Toxicity Evaluation and Adverse Event Stopping Rules

As per the National Cancer Institute’s Common Terminology Criteria for Adverse Events (CTCAE) Version 3, toxicity was defined as adverse events that are classified as either possibly, probably, or definitely related to study treatment by the treating physician. Administration of temsirolimus was held if the ANC was <1,000 or the platelet count was <50,000. Upon recovery to ANC ≥1,000 and platelets to ≥50,000, the dose of temsirolimus was decreased by 5mg. The administration of temsirolimus was also held for any grade 3 or 4 non-hematologic adverse events and restarted once the toxicity had resolved to at least grade 2. There were no dose modifications for rituximab and rituximab was given even if temsirolimus was held for toxicity. Overall (across both groups), if 3 out of the first 22 or if at any time 7 or more patients developed grade 4 non-hematologic toxicity (i.e., adverse events felt to be at least possibly related to treatment), then protocol accrual would be suspended pending review by the study chair and the Cancer Therapy Evaluation Program (CTEP) of the National Cancer Institute. Infusion reactions related events to rituximab were not considered in the stopping rule. The toxicity data was regularly reviewed by the Data Safety Monitoring Board (DSMB) to ensure compliance with the safety stopping rules.

Immunohistochemistry

Five-micron whole tissue sections were cut from paraffin-embedded tissue from pretreatment biopsies from the patients enrolled in this study. Immunohistochemistry focused on proteins involved in the mTOR pathway and those expressed on cells in the microenvironment. The primary antibodies used for staining recognized the following antigens: GATA3 (Santa Cruz Biotechnology, Inc., Santa Cruz, CA), FoxP3 (Abcam, Cambridge, MA), Tbet (Santa Cruz Biotechnology, Inc., Santa Cruz, CA), CD8 (DAKO North America, Inc., Carpinteria, CA), CD11c (Abcam, Cambridge, MA), CD68 (DAKO North America, Inc., Carpinteria, CA), raptor (Novus Biologicals USA, Littleton, CO), rictor (Novus Biologicals USA, Littleton, CO), p4EBP1 (Thr70, Cell Signaling, Danvers, MA), pAkt (Novus Biologicals USA, Littleton, CO) and pS6 ribosomal protein (Ser235/236, Cell Signaling, Danvers, MA). Immunohistochemical staining was considered “high” when >15% of cells demonstrated staining in the appropriate cellular compartment. Slides were viewed with an Olympus BX51 microscope (20x objective) and pictures were taken with an Olympus DP71 camera. Olympus BSW with DP Controller software was used for image acquisition and storage.

Statistical Methods

Duration of response was defined as the time from the date of documented response to the date of progression. Patients who went off treatment due to other reasons (eg, adverse reactions, refusal of further treatment) were censored at that time. Time to progression was defined as the time from registration to the date of progression. Patients who died without disease progression were censored at the date of their last evaluation. Patients who were still receiving treatment at the time of these analyses were censored at the date of their last evaluation. Overall survival (OS) was defined as the time from registration to death resulting from any cause. The distributions of these time-to-event end points were each estimated using the Kaplan-Meier method. Statistical analyses used SAS software (version 9.2).

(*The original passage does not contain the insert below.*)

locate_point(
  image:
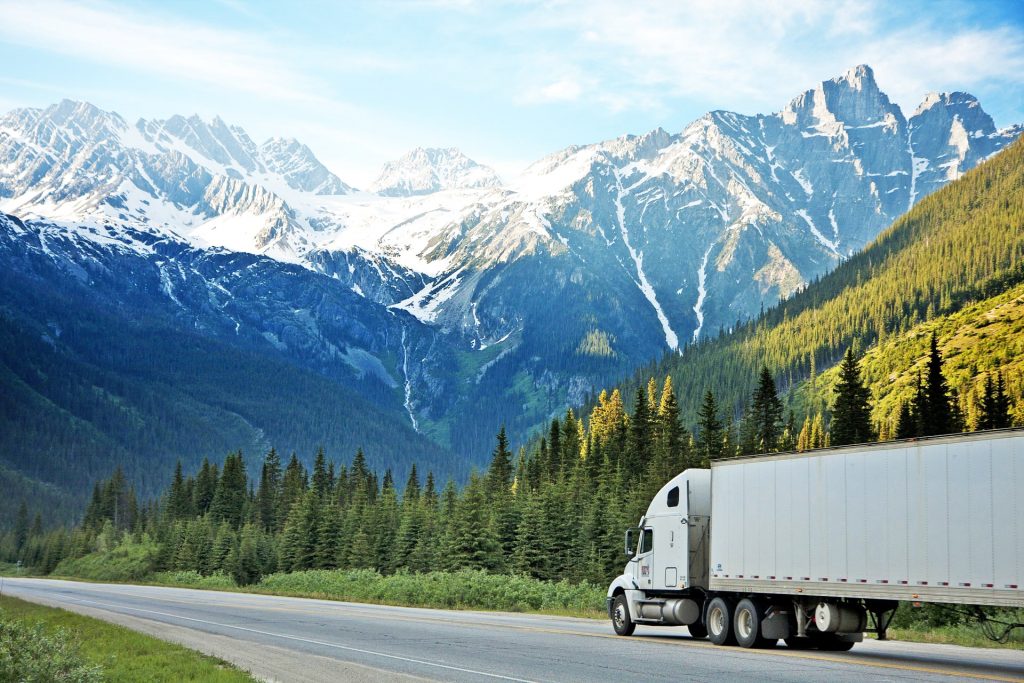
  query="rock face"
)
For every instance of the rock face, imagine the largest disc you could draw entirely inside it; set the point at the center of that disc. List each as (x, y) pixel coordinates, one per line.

Role of the funding source

The sponsors of the study were not involved in the collection, analysis, or interpretation of the data. The Cancer Therapy Evaluation Program (CTEP) of the National Cancer Institute was involved in the design and monitoring of the trial. The Predolin Foundation and grant funding from the National Cancer Institute funded the correlative studies. The sponsors were not involved in the writing of the report but reviewed the report upon submission. SMA, HT and PAK had access to the raw data. The corresponding author had full access to all of the data and the final responsibility to submit for publication.

Results

Patient Characteristics

Seventy-one patients seen at 35 sites were enrolled on this trial between May 6, 2005 and March 6, 2009. Two patients canceled before receiving treatment and 69 patients were therefore included in the analysis. There were 48 patients in group 1 (rituximab-sensitive) and 21 (rituximab-refractory) in group 2. The median age was 67 years (range, 44 to 86 years), with 50 males and 19 females enrolled. Most patients had a performance score of 0 (63·8%; 44/69) or 1 (31·9%; 22/69). Patients had received a median of two prior therapies (range, 1-9) and 30·4% (21/69) had received a prior stem cell transplant. All patients had previously received rituximab and 30·4% (21/69) were rituximab-refractory. Seventy-four percent of patients had initially been treated with R-CHOP (rituximab, cyclophosphamide, doxorubicin, vincristine, prednisone) chemotherapy. Twenty-three patients had previously received cytarabine as part of previous salvage chemotherapy regimens. Patient characteristics by group are shown in Table 1.

Table 1.

Patient Characteristics

Rituximab
Sensitive
(N=48)		 Rituximab
Refractory
(N=21)		 Total
(N=69)		 p value
Age 0·791
 Median (years) 67.5 66 67
 Range (years) (51-86) (44-85) (44-86)
Gender 0·902
 female 13 (27·1%) 6 (28·6%) 19 (27·5%)
 male 35 (72·9%) 15 (71·4%) 50 (72·5%)
Performance Score 0·813
 0 32 (66·7%) 12 (57·1%) 44 (63·8%)
 1 14 (29·2%) 8 (38·1%) 22 (31·9%)
 2 2 (4·2%) 1 (4·8%) 3 (4·3%)
Number of Previous Treatments <0·00013
 Mean (SD) 2·1 (1·51) 3·6 (1·66) 2·5 (1·70)
 Median 2·0 3·0 2·0
 Range (1-9) (1-9) (1-9)
Previous Initial Therapy 0·833
 R-CHOP 33 (68·8%) 18 (85·7%) 51 (73·9%)
 R-HyperCVAD 5 (10·4%) 1 (4·8%) 6 (8·7%)
 R-DHAP 1 (2%) 0 1 (1·4%)
 Cladribine + rituximab 5 (10·4%) 1 (4·8%) 6 (8·7%)
 Other 4 (8·3%) 1 (4·8%) 5 (7·2%)
Previous Stem Cell Transplant 0·432
 Yes 16 (33·3%) 5 (23·8%) 21 (30·4%)
 No 32 (66·7%) 16 (76·2%) 48 (69·6%)
Previous Radioimmunotherapy 0·583
 Yes 2 (4·2%) 2 (9·5%) 4 (5·8%)
 No 46 (95·8%) 19 (90·5%) 65 (94·2%)
Previous Radiation Therapy 0·062
 Yes 10 (20·8%) 9 (42·9%) 19 (27·5%)
 No 38 (79·2%) 12 (57·1%) 50 (72·5%)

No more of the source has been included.